Technology integrations

IBM made a strategic commitment to using Spark in 2015. A number of IBM software products now integrate with Spark. Some are shown in this table along with a description of how they integrate. 

Technology

Integration with Spark

IBM SPSS Analytic Server and IBM SPSS Modeler

Spark MLlib algorithms are invoked from IBM SPSS Modeler workflows.

IBM BigSQL

Spark analytics applications can access data in HDFS, S3, HBase and other NoSQL data stores using IBM BigSQL, which returns an RDD for processing; IBM BigSQL can opt to leverage Spark if required when answering SQL queries.

IBM InfoSphere Streams

Spark transformation functions, action functions and Spark MLlib algorithms can be added to existing Streams applications.

IBM Cloudant on IBM Bluemix

Data in Cloudant can be accessed and analyzed in Spark analytics applications in the Bluemix cloud.

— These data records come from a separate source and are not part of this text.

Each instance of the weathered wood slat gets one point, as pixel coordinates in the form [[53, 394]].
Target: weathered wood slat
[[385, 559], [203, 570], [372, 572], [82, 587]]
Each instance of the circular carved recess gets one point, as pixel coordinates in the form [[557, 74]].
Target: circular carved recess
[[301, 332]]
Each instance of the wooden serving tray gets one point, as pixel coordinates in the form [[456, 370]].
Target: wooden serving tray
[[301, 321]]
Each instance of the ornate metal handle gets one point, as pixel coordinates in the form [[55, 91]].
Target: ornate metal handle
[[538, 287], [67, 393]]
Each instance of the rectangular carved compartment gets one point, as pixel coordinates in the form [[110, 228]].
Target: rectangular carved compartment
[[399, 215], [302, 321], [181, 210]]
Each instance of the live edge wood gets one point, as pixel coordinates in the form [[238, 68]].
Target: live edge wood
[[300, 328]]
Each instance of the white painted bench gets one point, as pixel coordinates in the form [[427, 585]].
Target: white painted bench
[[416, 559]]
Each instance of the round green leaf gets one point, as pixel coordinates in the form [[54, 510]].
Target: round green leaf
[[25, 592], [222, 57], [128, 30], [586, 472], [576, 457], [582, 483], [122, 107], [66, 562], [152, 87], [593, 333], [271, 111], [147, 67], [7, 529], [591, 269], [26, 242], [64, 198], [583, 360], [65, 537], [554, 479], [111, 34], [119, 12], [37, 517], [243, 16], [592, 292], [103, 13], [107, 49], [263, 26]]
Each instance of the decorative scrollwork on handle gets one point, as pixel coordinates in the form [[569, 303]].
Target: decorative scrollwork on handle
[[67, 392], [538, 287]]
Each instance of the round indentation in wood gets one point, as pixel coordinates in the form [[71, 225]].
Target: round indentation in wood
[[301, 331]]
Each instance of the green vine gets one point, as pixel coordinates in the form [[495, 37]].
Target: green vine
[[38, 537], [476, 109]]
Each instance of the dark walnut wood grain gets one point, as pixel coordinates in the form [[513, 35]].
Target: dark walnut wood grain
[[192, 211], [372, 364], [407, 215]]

IBM BigInsights on Bluemix

Data in IBM Open Platform with Apache Hadoop can be accessed and analyzed in BigInsights Data Scientist analytics applications using Spark in the Bluemix cloud.

Swift Object Storage

Data in Swift Object Storage can be accessed and analyzed in Spark analytics applications.

Spark as a service

IBM has made Spark available as a service on the cloud-based IBM Bluemix platform with a browser-based Data Science notebook. Data scientists can get up and running quickly to start developing scalable, in-memory analytics applications. This service includes support for streaming analytics in Spark, Spark machine learning and graph analysis.